Article signé Henry-Leconte paru dans Masses, n° 7, 20 juin 1933, p. 6-7

Les orgues des cathédrales font plus que de chanter la gloire de Dieu ; elles exhalent aussi l’inquiétude de voir les masses échapper à l’envoûtement de leurs symphonies surnaturelles.

Mais la marche vers l’irreligieux matérialisme est irrévocable. L’Église ne se trompe pas lorsqu’elle voit dans l’évolution –je ne dis même pas la révolution — sa seule véritable ennemie. On peut même l’ériger en principe : L’EGLISE, POLITIQUEMENT, NE SE TROMPE JAMAIS. Une manière à peu près infaillible pour savoir où en est, à un moment précis, le corps social de son évolution, de ses crises de croissance, de ses soubresauts, de ses retours d’âge, c’est de regarder dans le camp des Dieux. Quand ceux-ci s’agitent dans leurs olympes et leurs empyrées, c’est que cela va mal du côté des hommes, que cela va mal pour les Dieux. Quand Zeus précipite du haut des cieux son vorace père (car Saturne dévorait ses enfants), quand le veau d’or remplace Jéhovah, quand les divinités du Nil l’emportent sur celles de Babylone, c’est qu’il se produit quelque chose de décisif parmi les hommes.

Jésus de Nazareth, si tendre dans sa solitude, si charmant à travers les poètes, et si horrible à travers ses prêtres, lui, le dernier des Dieux, voici que pâlit son visage, que tombe son crépuscule. Son éternité n’aura pas duré deux mille ans : les temps de l’incroyance sont arrivés.

Ceux qui travaillent de leurs mains étaient nés pour être incrédules. Qu’est-ce que croire, sinon croire aux miracles ? Qu’est-ce que prier, sinon se fier à la magie ? Il n’y a point de miracle dans le travail quotidien des hommes. Ce charron sait trop bien que cette barre d’acier, pour être ronde, ne lui fera pas grâce d’un seul coup de marteau, ni d’une seule étincelle de sa forge ; ce maçon doit à son entrepreneur un nombre strictement déterminé de coups de truelle ; et jamais ce casseur de pierres, sous la langue de feu du soleil, ne s’est vu faire l’escompte d’une seule crispation de son poing, ni d’une goutte de sueur sur son front.

La nature n’est qu’une immense machine, et le compte de ses forces est arrêté une fois pour toutes.
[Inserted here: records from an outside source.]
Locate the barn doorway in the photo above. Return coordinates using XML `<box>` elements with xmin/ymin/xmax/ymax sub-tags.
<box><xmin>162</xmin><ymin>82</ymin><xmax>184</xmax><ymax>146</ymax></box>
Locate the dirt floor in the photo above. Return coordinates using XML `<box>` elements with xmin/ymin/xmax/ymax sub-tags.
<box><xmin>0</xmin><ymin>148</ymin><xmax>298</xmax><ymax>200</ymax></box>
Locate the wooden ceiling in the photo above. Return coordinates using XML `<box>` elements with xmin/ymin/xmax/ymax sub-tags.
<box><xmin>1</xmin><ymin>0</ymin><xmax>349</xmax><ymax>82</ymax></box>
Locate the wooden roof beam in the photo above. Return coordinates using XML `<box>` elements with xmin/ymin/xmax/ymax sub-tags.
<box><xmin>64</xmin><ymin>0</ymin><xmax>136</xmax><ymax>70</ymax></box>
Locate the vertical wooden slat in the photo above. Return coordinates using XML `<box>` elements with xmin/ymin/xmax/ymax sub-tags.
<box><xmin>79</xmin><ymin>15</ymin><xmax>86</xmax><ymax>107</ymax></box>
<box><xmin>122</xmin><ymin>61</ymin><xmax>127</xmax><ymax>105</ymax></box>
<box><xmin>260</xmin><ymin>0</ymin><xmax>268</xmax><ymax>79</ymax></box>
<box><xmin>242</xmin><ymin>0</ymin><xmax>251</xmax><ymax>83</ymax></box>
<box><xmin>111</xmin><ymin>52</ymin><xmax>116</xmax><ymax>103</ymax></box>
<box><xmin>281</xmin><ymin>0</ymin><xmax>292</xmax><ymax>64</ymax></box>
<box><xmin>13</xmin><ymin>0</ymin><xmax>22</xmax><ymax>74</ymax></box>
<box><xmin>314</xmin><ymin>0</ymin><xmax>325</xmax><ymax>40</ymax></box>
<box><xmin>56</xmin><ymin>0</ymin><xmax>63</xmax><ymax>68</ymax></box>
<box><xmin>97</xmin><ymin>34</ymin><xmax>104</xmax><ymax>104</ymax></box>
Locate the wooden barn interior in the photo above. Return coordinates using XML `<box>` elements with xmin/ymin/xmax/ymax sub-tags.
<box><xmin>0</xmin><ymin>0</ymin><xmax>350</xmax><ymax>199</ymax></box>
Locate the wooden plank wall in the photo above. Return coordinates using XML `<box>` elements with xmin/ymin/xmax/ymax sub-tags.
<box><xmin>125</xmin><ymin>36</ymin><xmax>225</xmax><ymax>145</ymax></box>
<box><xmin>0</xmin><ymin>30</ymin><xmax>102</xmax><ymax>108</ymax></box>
Pas moyen de tricher lorsque le muscle humain et la sueur humaine affrontent les éléments. Donnant, donnant. Pour un coup de pioche, une pierre cassée, et non pas deux ; pour un bras qui tire, tant de mètres couverts et tant de poids tiré, pas un millimètre ni un milligramme de plus.

On dira qu’il y a les machines et que les machines font le travail pour les hommes. Mais qui construit les machines ? Faites votre calcul, la nature n’accorde point de prime. Les vingt chevaux-vapeur qui tirent ta voiture, bourgeois, ce sont quarante hommes invisibles qui, les muscles hypertrophiés et le visage pâli, la poussent par derrière.

L’univers matériel est un shylock qui ne pardonne pas : pour une livre d’or, il lui faut sa livre de chair.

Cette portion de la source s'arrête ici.